Garrett Hedlund przyznał, że box Office poszczególnych filmów wydawanych przez studio wpływa na dalsze plany produkcyjne. Jak się okazało słabe zainteresowanie „Tomorrowland” przyczyniło się do kasacji wyczekiwanego przez fanów „TRON 3”.
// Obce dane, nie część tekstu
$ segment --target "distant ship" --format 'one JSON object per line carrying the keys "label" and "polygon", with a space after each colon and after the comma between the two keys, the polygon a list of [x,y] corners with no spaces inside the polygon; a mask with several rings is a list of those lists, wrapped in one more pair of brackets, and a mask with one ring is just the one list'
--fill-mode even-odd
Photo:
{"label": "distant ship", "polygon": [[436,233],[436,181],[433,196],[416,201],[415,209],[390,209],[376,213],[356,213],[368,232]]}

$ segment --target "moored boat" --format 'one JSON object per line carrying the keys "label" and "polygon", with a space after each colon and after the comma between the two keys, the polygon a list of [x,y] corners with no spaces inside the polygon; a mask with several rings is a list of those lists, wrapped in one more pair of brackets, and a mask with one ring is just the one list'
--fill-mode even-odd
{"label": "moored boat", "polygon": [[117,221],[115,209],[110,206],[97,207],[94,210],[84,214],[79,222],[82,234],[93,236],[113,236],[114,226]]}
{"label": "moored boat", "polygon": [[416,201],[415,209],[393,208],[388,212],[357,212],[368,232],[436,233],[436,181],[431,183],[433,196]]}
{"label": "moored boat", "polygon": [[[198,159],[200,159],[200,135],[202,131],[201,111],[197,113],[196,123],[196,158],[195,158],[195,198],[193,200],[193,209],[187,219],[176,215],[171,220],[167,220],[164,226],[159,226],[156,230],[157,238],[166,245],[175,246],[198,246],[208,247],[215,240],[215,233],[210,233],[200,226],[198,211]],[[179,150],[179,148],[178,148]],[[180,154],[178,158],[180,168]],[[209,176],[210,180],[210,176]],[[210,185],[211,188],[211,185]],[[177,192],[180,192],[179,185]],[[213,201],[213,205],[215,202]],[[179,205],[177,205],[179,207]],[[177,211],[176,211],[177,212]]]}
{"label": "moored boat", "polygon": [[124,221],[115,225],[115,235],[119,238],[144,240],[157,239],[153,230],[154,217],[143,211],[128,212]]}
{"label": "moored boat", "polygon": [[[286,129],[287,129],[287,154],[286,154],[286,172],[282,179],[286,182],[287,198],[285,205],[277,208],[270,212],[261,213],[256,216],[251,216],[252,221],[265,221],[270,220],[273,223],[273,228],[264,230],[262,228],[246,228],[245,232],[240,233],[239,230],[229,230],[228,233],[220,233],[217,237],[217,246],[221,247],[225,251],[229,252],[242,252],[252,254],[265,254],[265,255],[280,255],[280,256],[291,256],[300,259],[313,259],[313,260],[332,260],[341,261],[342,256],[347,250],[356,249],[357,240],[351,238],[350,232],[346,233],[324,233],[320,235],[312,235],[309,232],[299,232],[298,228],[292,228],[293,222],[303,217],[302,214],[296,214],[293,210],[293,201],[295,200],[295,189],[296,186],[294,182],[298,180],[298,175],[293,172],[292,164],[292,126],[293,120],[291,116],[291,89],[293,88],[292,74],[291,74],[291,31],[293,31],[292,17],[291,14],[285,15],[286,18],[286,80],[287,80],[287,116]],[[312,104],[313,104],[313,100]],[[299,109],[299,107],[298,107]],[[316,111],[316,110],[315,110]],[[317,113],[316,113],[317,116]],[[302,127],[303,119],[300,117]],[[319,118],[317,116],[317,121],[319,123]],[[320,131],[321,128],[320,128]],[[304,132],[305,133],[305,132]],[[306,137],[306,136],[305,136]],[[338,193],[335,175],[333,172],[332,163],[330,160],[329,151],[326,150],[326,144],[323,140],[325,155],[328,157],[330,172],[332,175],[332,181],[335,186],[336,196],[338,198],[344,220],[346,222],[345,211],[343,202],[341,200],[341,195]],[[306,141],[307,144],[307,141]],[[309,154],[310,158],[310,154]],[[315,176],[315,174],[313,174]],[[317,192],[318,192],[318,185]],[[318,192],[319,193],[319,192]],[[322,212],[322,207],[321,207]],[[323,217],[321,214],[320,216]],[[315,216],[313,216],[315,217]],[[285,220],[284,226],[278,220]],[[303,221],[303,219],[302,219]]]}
Choć TRON: Dziedzictwo (2010) będący sequelem TRON (1982) – mimo prawie trzydziestoletniej przerwy między filmami – zarobił 400 milionów dolarów (przy budżecie 170 milionów dolarów), Disney zdecydował o anulowaniu produkcji trzeciego filmu, motywując swoją decyzję zbyt słabym box office Tomorrowland. Garrett Hedlund wypowiada się na ten temat następująco:
Kiedy kolejny TRON miał wejść w fazę produkcji – mieliśmy zielone światło i byliśmy do tego gotowi – właśnie wtedy [Disney] miał problem z tym, jak sobie poradził Tomorrowland. Wydaje mi się, że ich poprosili by dostarczyli jakieś tysiąc powodów dlaczego powinni zrobić [TRON 3]. Gdyby to wypaliło, nigdy nie otrzymałbym szansy pracowania ze [Stephenem] Soderbergh nad [Mosaic].
Choć nie ma planów związanych z kontynuacją, to Disney nie wyklucza ewentualnego reboota. Jeszcze w zeszłym roku poinformowano, że wytwórnia rozważa nowy projekt, w który mógłby być zaangażowany Jared Leto. Czas pokaże, czy wrócimy jeszcze do tego świata.